4.1 Datenmaterial und Stichproben

Für die vorliegende Studie wurden a) Portfolios studiengangrelevanter Dokumente zu neun Bachelor-Studiengängen mit Gymnasiallehramtsoption sowie b) Studierendenstichproben der entsprechenden Hochschulen genutzt, die im Kontext des Projekts „PaLea – Panel zum Lehramtsstudium“ erhoben wurden. PaLea zielt darauf ab, Studienstrukturen im Lehramtsstudium sowie die professionsbezogene Entwicklung angehender Lehrkräfte an dreizehn deutschen Hochschulen vergleichend zu untersuchen (zu einer ausführlichen Projektbeschreibung s. Bauer et al. 2010). Die PaLea-Hochschulstichprobe wurde systematisch zusammengestellt, um die verschiedenen aktuellen Modelle der deutschen Lehrerbildung abzubilden. Für die vorliegende Studie fokussieren wir auf neun Standorte, die auf Bachelor/Master-Studiengänge umgestellt haben. Dies sind die Freie Universität Berlin, die Universität Bielefeld, die Georg-August-Universität Göttingen, die Universität Hamburg, die Christian-Albrechts-Universität Kiel, die Universität Koblenz-Landau, die Technische Universität München, die Westfälische Wilhelms-Universität Münster und die Bergische Universität Wuppertal. Davon vertreten sieben Standorte eine polyvalente und zwei eine lehramtsspezifische Ausrichtung. Insgesamt deckt die Stichprobe mit Ausnahme Bremens alle Bundesländer ab, die schwerpunktmäßig den polyvalenten Bachelor anbieten. Die lehramtsspezifisch denominierten Studiengänge dienen für unsere Analyse als Referenz, um die Gestaltung der polyvalent denominierten Studiengänge besser einschätzen zu können. Aus Rücksichtnahme auf die Partnerhochschulen erfolgt die Darstellung im weiteren Verlauf des Artikels anonymisiert.

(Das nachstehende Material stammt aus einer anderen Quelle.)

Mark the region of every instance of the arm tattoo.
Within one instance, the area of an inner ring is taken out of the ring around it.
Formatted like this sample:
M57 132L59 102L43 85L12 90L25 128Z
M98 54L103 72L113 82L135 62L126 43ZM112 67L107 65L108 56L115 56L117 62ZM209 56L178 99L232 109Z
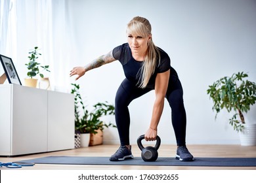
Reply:
M106 63L108 63L115 61L116 59L113 57L112 52L108 52L106 55L102 55L97 59L93 60L91 63L85 66L87 71L99 67Z

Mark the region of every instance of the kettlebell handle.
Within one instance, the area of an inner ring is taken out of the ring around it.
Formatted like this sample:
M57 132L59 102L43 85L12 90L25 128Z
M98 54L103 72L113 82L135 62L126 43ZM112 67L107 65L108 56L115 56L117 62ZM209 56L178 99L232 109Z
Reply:
M140 137L139 137L138 139L137 139L137 144L138 144L138 146L139 148L140 148L140 150L142 150L142 149L144 148L144 147L143 146L141 141L145 139L145 135L141 135ZM158 135L156 136L156 145L154 146L154 148L157 150L159 147L160 146L160 144L161 144L161 139L160 137L159 137Z

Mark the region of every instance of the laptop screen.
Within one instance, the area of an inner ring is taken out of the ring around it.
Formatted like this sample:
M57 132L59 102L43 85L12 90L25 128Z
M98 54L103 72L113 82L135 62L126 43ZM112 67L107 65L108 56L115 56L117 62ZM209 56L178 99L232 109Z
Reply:
M0 55L0 59L9 83L22 85L12 59Z

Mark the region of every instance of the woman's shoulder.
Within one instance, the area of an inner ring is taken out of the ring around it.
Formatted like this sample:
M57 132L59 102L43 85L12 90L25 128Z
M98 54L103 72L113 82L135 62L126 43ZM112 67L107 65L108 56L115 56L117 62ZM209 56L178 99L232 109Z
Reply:
M158 50L160 52L160 56L161 58L168 58L169 59L169 56L168 54L165 51L164 51L163 49L161 49L160 47L158 47Z

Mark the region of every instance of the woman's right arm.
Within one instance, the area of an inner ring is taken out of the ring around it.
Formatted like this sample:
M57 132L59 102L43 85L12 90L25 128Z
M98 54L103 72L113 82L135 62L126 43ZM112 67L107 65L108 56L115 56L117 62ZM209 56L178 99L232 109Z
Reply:
M70 71L70 76L77 75L75 80L79 79L83 76L86 72L97 67L99 67L104 64L111 63L116 60L112 55L112 51L109 52L105 55L98 57L97 59L93 60L91 63L86 65L85 67L75 67Z

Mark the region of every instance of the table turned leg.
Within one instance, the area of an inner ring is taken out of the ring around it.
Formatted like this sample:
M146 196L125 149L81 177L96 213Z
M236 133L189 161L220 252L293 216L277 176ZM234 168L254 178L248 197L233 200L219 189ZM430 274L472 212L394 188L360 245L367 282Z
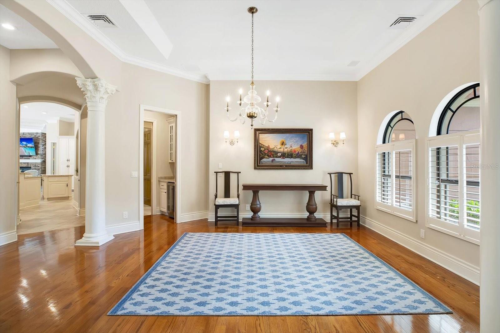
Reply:
M258 201L258 191L252 191L252 192L254 193L254 196L252 197L252 202L250 203L250 210L254 213L254 215L252 216L250 219L252 221L258 221L260 217L258 215L258 212L262 209L262 206L260 206L260 202Z
M309 215L308 215L308 221L316 221L316 217L314 213L318 211L318 205L316 204L316 199L314 199L314 194L316 191L309 191L309 200L306 205L306 210L308 211Z

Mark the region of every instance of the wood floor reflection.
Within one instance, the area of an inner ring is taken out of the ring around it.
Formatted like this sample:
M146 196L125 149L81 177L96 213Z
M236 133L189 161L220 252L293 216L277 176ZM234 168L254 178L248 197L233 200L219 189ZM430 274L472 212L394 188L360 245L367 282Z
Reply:
M19 236L0 247L0 332L462 332L479 331L479 288L362 227L176 224L144 217L144 230L100 248L75 247L84 227ZM108 316L106 313L184 232L344 232L449 307L450 315L289 317Z

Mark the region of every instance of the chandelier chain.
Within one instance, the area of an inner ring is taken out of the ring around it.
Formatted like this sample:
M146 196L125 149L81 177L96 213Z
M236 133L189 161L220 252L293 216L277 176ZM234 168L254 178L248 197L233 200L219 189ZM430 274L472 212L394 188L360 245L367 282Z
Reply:
M252 81L254 82L254 14L252 14Z

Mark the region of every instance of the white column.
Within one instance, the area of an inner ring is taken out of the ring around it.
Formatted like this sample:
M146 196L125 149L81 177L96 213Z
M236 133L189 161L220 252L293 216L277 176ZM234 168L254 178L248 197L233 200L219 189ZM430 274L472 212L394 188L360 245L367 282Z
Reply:
M500 332L500 1L478 0L480 332Z
M77 77L87 101L87 156L85 192L85 233L75 246L100 246L112 240L106 232L104 179L104 111L116 87L102 78Z

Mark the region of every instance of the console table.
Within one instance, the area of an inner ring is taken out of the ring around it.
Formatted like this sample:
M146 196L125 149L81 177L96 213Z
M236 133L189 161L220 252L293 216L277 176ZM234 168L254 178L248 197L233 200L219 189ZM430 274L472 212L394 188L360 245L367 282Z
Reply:
M250 210L254 215L250 218L244 218L242 225L274 227L326 227L326 221L318 218L314 213L318 211L318 205L314 199L316 191L326 191L326 185L308 184L244 184L244 191L252 191L254 193ZM307 191L309 199L306 204L306 210L309 215L305 218L261 218L258 213L262 209L258 199L260 191Z

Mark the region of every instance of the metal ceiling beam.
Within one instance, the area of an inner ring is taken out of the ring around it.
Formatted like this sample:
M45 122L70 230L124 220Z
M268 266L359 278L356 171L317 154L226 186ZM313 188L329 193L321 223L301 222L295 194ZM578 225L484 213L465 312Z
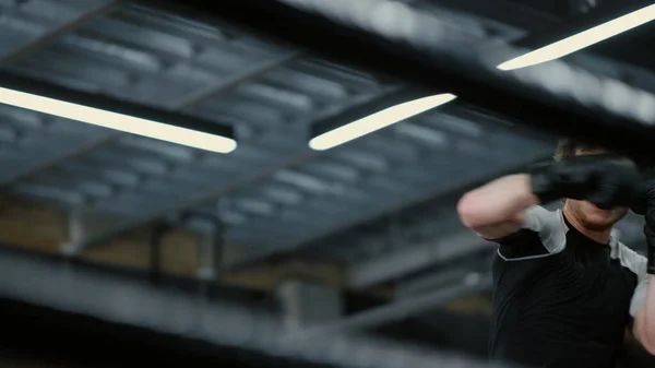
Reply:
M120 3L120 2L122 2L122 0L115 1L115 3ZM114 9L114 8L109 8L106 11L109 11L110 9ZM105 13L98 13L97 16L99 16L100 14L105 14ZM91 19L85 19L85 20L88 21ZM79 22L75 24L78 24L78 27L79 27L83 23ZM67 28L67 32L71 32L71 31L73 31L73 29ZM61 34L64 34L64 33L60 33L60 35ZM56 39L57 38L48 38L48 41L51 43ZM21 57L23 55L21 55ZM183 112L187 109L190 109L193 106L195 106L198 103L200 103L204 98L209 98L211 96L216 96L221 93L224 93L224 92L233 88L234 86L238 85L239 83L252 80L261 74L269 72L272 69L284 66L301 56L302 56L301 51L294 50L294 51L289 51L286 54L282 54L278 57L273 58L272 60L258 62L249 68L246 68L246 70L243 70L235 75L230 75L227 79L222 79L222 80L217 81L216 83L210 84L205 88L199 90L198 92L193 93L192 95L184 96L183 98L174 100L170 104L167 104L167 107L171 111L182 111ZM2 61L0 60L0 66L1 64L2 64ZM34 82L34 83L38 84L38 82ZM92 152L93 150L95 150L99 146L109 144L111 142L116 142L119 139L124 138L128 134L123 133L123 132L114 131L114 130L109 130L109 129L105 130L98 136L94 136L92 140L83 142L80 146L73 147L72 150L64 152L60 156L47 157L46 159L39 162L37 165L22 167L21 170L16 171L16 173L11 173L11 174L5 173L4 174L5 178L0 181L0 187L10 186L19 180L23 180L23 179L33 177L34 175L37 175L38 173L46 171L46 170L53 168L62 163L69 162L75 157L80 157L88 152Z
M155 1L151 3L156 5ZM449 27L437 15L413 7L378 1L362 7L359 2L322 0L176 3L180 12L193 12L201 20L233 22L340 62L439 91L446 87L474 108L655 162L653 95L617 80L590 75L561 60L500 72L498 63L523 50L499 44L493 54L479 55L472 47L479 39L473 39L464 29L445 31ZM385 19L373 17L386 11L397 15L393 23L382 24ZM255 22L260 16L267 22ZM599 87L604 83L621 90L620 104L607 103L614 92Z
M104 2L99 7L81 14L76 19L67 22L66 24L62 24L61 26L48 32L47 34L33 40L32 43L19 47L12 50L11 52L4 55L2 58L0 58L0 68L4 68L12 62L20 61L21 59L24 59L29 55L45 49L46 47L56 43L60 37L85 26L96 17L105 16L114 12L123 3L124 0L110 0Z
M34 41L32 41L27 45L24 45L23 47L19 47L15 50L4 55L2 58L0 58L0 68L4 68L13 62L20 61L33 54L38 52L39 50L45 49L46 47L55 44L62 36L70 34L70 33L85 26L86 24L88 24L90 22L92 22L93 20L95 20L97 17L105 16L105 15L116 11L123 3L124 3L124 0L107 1L107 2L103 3L102 5L99 5L98 8L93 9L84 14L81 14L79 17L72 20L71 22L68 22L68 23L61 25L60 27L58 27L51 32L48 32L43 37L39 37L39 38L35 39ZM39 162L38 164L36 164L34 166L21 167L21 169L15 173L4 173L3 179L0 181L0 187L11 185L12 182L15 182L16 180L20 180L22 178L28 177L36 173L46 170L46 169L48 169L52 166L56 166L64 161L71 159L84 152L88 152L90 150L93 150L94 147L115 139L116 135L118 135L116 132L108 132L107 134L103 134L100 136L95 136L93 140L84 142L84 144L82 144L81 146L74 147L71 151L64 152L63 155L61 155L61 156L46 157L46 159Z
M396 90L392 90L388 93L395 94ZM374 99L382 98L385 95L386 95L386 93L384 93L383 95L376 96L373 98ZM368 106L368 104L369 104L369 99L367 99L360 104L350 106L347 109L348 110L354 110L354 109L361 110L361 106L366 107L366 106ZM372 111L367 111L367 112L361 111L361 114L370 114L370 112L372 112ZM170 205L166 205L163 209L157 209L157 210L155 210L151 213L146 213L138 218L130 218L130 219L124 221L123 223L117 225L116 227L112 227L103 233L90 236L90 238L87 238L83 242L79 244L75 248L78 249L78 252L80 252L80 251L83 251L84 249L88 249L90 247L100 246L103 244L106 244L110 239L115 238L116 236L119 236L121 234L130 232L131 229L147 225L147 224L155 222L168 214L188 210L189 207L192 207L194 205L201 205L201 204L206 203L212 200L217 200L221 197L224 197L226 194L229 194L234 191L237 191L237 190L243 188L245 186L255 185L258 182L264 181L264 180L271 178L273 175L275 175L279 170L300 166L300 165L306 164L323 154L324 154L324 152L321 152L321 151L309 151L307 154L290 157L287 161L281 163L279 165L269 167L260 173L257 173L252 176L246 177L241 180L237 180L237 181L230 182L228 185L222 185L216 188L210 188L206 191L201 192L201 193L192 193L192 195L190 198L188 198L187 200L183 200L183 201L180 201L177 203L171 203Z
M354 265L348 275L348 286L354 289L370 287L492 248L492 244L462 228L432 241L407 245L397 252Z
M461 195L461 193L464 193L468 189L473 189L473 188L475 188L484 182L487 182L489 180L492 180L499 176L516 173L519 170L522 170L527 165L531 165L531 164L534 164L536 162L540 162L544 159L548 159L550 156L551 156L550 152L545 153L545 154L544 153L535 153L534 156L522 157L524 161L522 163L520 163L519 165L512 165L504 169L499 169L492 176L477 178L469 182L460 182L450 189L446 189L446 190L439 189L438 191L425 193L424 195L419 195L419 197L413 199L412 201L401 203L396 206L386 207L380 212L374 212L367 217L358 218L357 221L354 221L354 222L341 223L337 226L334 226L334 227L323 230L321 234L314 235L310 240L303 242L302 245L300 245L297 248L311 248L313 245L315 245L319 241L327 242L329 240L326 240L326 238L329 239L329 237L331 235L343 234L345 232L356 229L358 226L362 226L362 225L366 226L366 225L370 224L371 222L376 222L379 219L386 221L385 218L388 218L388 216L393 215L394 213L406 211L407 209L412 209L415 205L425 205L426 202L438 201L442 198L458 197L458 195ZM479 247L479 246L480 245L478 242L472 247ZM245 258L238 260L237 262L230 264L229 269L230 270L239 270L242 268L247 268L247 266L251 265L252 263L264 261L272 257L278 256L283 252L288 252L289 250L290 249L288 249L288 248L287 249L266 249L261 252L258 252L252 256L248 256L248 257L245 257ZM407 253L405 257L403 257L403 259L412 258L412 257L413 257L412 254ZM427 262L427 264L431 264L431 262L437 261L437 259L428 257L428 258L424 259L422 261ZM372 261L372 262L374 262L374 261ZM385 276L380 276L380 277L391 277L393 275L402 274L405 272L410 272L412 270L409 268L409 264L412 262L413 261L407 260L404 263L398 263L398 264L394 264L394 265L385 264L384 266L381 268L381 270L385 274ZM372 264L371 264L371 268L373 268ZM367 276L361 276L361 277L367 277ZM359 276L357 276L357 278L359 278ZM378 280L371 280L371 282L377 283ZM357 283L358 282L355 282L355 284L357 284ZM362 283L361 287L364 287L364 283L367 283L367 282L361 281L361 283Z
M403 298L324 325L308 328L286 339L290 341L303 341L315 336L374 329L401 321L407 317L428 312L458 298L487 292L491 288L491 276L489 274L474 273L471 277L464 277L461 280L461 283L453 284L450 287L441 288L426 295Z

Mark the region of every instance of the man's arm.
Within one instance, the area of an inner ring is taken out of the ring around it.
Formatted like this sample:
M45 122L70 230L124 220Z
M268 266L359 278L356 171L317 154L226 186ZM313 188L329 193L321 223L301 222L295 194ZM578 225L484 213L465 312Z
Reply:
M640 283L632 297L631 312L634 317L634 337L655 355L655 171L648 170L645 180L646 260L642 262Z
M634 312L632 334L648 353L655 355L655 276L648 275L640 286L645 297ZM640 293L639 287L636 293Z
M531 177L502 177L469 191L460 200L457 212L464 225L487 239L498 239L523 226L523 211L539 204Z
M561 198L587 200L600 207L628 206L641 177L636 165L612 155L575 156L534 165L525 174L493 180L466 193L457 204L462 222L487 239L524 225L524 211Z

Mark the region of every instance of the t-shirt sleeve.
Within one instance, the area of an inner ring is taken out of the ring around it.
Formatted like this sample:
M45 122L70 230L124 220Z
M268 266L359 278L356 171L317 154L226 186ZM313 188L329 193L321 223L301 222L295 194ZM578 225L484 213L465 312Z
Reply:
M648 282L651 280L647 272L648 260L644 256L635 252L620 242L616 249L619 250L618 256L621 260L621 264L636 275L636 287L634 288L632 300L630 301L630 316L634 318L636 311L640 310L646 302Z
M567 225L561 211L531 206L519 232L491 241L498 244L498 258L504 262L529 261L561 252L567 244Z

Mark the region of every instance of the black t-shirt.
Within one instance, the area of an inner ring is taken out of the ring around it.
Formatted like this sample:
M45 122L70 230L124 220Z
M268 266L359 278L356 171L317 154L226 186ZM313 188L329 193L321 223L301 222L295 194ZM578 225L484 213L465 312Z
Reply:
M615 367L624 329L644 304L646 259L602 245L561 211L526 211L493 261L491 359L525 367Z

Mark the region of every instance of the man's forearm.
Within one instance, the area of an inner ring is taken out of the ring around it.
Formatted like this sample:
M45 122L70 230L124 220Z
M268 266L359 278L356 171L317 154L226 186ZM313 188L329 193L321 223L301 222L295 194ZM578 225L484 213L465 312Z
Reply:
M655 275L648 275L646 297L634 322L635 337L648 353L655 355Z

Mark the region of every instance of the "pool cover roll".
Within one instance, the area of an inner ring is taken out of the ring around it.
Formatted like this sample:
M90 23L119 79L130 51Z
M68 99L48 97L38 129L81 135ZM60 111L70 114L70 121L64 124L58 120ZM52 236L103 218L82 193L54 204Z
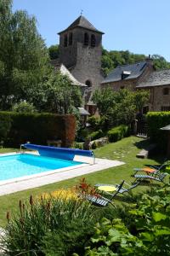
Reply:
M37 150L40 155L60 158L65 160L73 160L75 155L93 156L94 152L91 150L82 150L77 148L65 148L36 145L31 143L22 144L23 147L28 149Z

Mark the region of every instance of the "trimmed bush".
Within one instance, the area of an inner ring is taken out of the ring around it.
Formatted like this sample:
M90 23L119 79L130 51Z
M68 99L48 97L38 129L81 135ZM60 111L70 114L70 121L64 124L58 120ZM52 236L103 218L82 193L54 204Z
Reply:
M89 137L91 138L91 141L94 141L98 138L100 138L104 137L104 133L101 130L99 130L97 131L94 131L89 135Z
M129 135L129 127L124 125L110 130L107 133L110 143L116 143Z
M97 130L99 126L100 118L93 115L88 118L88 122L91 125L94 130Z
M149 112L146 115L148 136L162 149L167 148L167 133L160 128L170 125L170 112Z
M60 139L62 147L70 147L75 131L73 115L0 112L0 140L5 146L18 148L27 141L47 144L47 140Z

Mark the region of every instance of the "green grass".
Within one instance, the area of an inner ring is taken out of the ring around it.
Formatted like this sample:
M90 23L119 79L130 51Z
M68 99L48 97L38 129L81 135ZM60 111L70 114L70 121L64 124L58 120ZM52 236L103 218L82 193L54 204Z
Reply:
M95 184L96 183L120 183L122 179L131 183L133 180L133 178L131 177L131 174L133 172L133 167L142 167L144 165L147 164L154 165L163 160L162 157L156 159L136 158L137 153L141 148L146 146L147 143L147 141L141 138L129 137L117 143L110 143L105 147L95 149L96 157L124 161L126 164L121 166L83 175L83 177L86 177L87 181L92 184ZM12 148L0 149L0 153L12 151L15 150ZM29 190L0 196L0 225L4 226L6 224L7 212L9 212L11 214L11 212L15 212L18 210L20 200L27 200L31 194L36 196L44 192L56 190L59 188L71 187L76 184L79 179L80 177ZM135 189L138 192L142 189L145 189L145 187L138 186Z

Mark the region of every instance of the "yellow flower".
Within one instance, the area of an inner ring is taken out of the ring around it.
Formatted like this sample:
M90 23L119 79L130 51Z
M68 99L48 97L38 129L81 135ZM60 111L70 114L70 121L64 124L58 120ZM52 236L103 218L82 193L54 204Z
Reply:
M78 196L74 189L61 189L51 193L44 193L42 195L42 198L48 199L48 198L60 198L64 200L78 200Z

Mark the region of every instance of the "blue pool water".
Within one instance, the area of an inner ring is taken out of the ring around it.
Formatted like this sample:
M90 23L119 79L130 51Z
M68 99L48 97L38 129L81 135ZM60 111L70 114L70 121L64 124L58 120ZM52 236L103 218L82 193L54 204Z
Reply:
M0 156L0 181L81 164L82 163L26 154Z

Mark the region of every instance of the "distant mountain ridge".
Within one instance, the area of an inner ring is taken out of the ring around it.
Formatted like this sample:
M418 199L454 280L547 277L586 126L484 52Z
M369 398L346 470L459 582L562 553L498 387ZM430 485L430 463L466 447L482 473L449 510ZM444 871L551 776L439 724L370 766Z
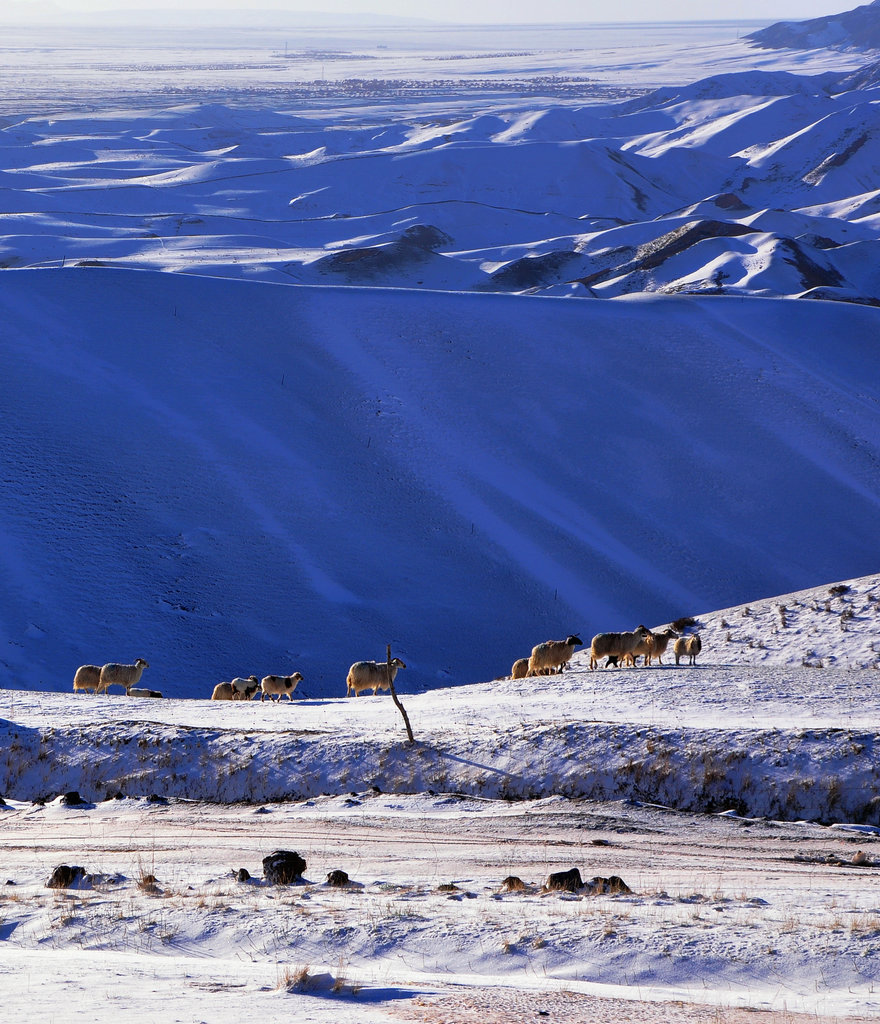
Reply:
M880 0L842 14L807 22L777 22L746 37L762 49L880 49Z
M274 7L205 8L181 4L176 8L126 7L120 10L71 10L52 0L26 3L7 0L0 6L0 25L101 25L111 28L385 28L432 25L430 18L394 14L333 14L320 10L290 11Z

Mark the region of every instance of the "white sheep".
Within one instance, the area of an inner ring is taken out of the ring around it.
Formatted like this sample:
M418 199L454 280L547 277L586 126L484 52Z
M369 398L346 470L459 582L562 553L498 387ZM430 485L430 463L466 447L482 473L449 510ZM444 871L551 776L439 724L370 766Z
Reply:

Portfolios studiengangrelevanter Dokumente.

Die Portfolios beschreiben die zum Wintersemester 2009/2010 aktuellsten Studiengänge im Gymnasiallehramt an den gewählten Standorten. Sie umfassen unter anderem Prüfungs- und Studienordnungen, Modulkataloge, Akkreditierungsanträge, Broschüren und Leitfäden zur Studienberatung. Die Dokumente wurden von Hochschullehrerinnen und lehrern zusammengestellt, die an den Partnerhochschulen in die Lehrerbildung involviert sind. Auf diesem Weg konnten auch relevante interne Dokumente zu den Studiengängen gesammelt werden. Zusätzlich bearbeiteten die Partner einen strukturierten Fragebogen, der u. a. Aspekte der institutionellen Rahmenbedingungen und Strukturen sowie Vorgaben des Studienprogramms erfasst. Die Partner wurden angehalten, ihre Angaben im Fragebogen universitätsintern zu validieren. Dies geschah überwiegend in Zusammenarbeit mit den Zentren für Lehrerbildung. Die von den Partnern gesammelten Dokumente wurden durch eigene Internetrecherchen auf den lehrerbildungsrelevanten Universitätswebseiten ergänzt. Insgesamt schätzen wir die Glaubwürdigkeit und das Erkenntnispotenzial der Portfolios als hoch ein, da es sich bei den meisten herangezogenen Dokumenten um rechtsverbindliche Ordnungen, institutionelle Nachweise und interne Dokumente handelt (vgl. Terhart et al. 2010). Die Gefahr von Verzerrungen durch Selbstdarstellungstendenzen ist insbesondere in den relevanten Ordnungen gering.

Studierendenstichproben.

Für die Untersuchung der Sicherheit der Berufswahl wurden Erstsemesterstudierende in Bachelorstudiengängen (N = 2585) und Erstsemesterstudierende in Masterstudiengängen bzw. fortgeschrittene Staatsexamensstudierende im durchschnittlich 7. SemesterFootnote 2 erhoben (N = 928; der Einfachheit halber im Folgenden als Masterstudierende bezeichnet), die zum Wintersemester 2009/2010 an den genannten Universitäten studierten. Dabei wurde auf Studierende der Lehrämter Grund-, Haupt-, Realschule, Sekundarstufe I, Sekundarstufe II sowie Gymnasium fokussiert. Die Rekrutierung der Stichprobe erfolgte über die Partnerinnen und Partner an den Hochschulen. Dadurch konnte ein besserer und an die lokalen Besonderheiten angepasster Kontakt zur Zielgruppe realisiert werden als dies bei einer rein zentralen Koordination der Erhebungen der Fall gewesen wäre. Die Teilnahme an der Studie war für die Studierenden freiwillig, wobei zielgruppenadäquate Anreize zur Erhöhung der Teilnahmebereitschaft eingesetzt wurden (i. d. R. Gutscheine).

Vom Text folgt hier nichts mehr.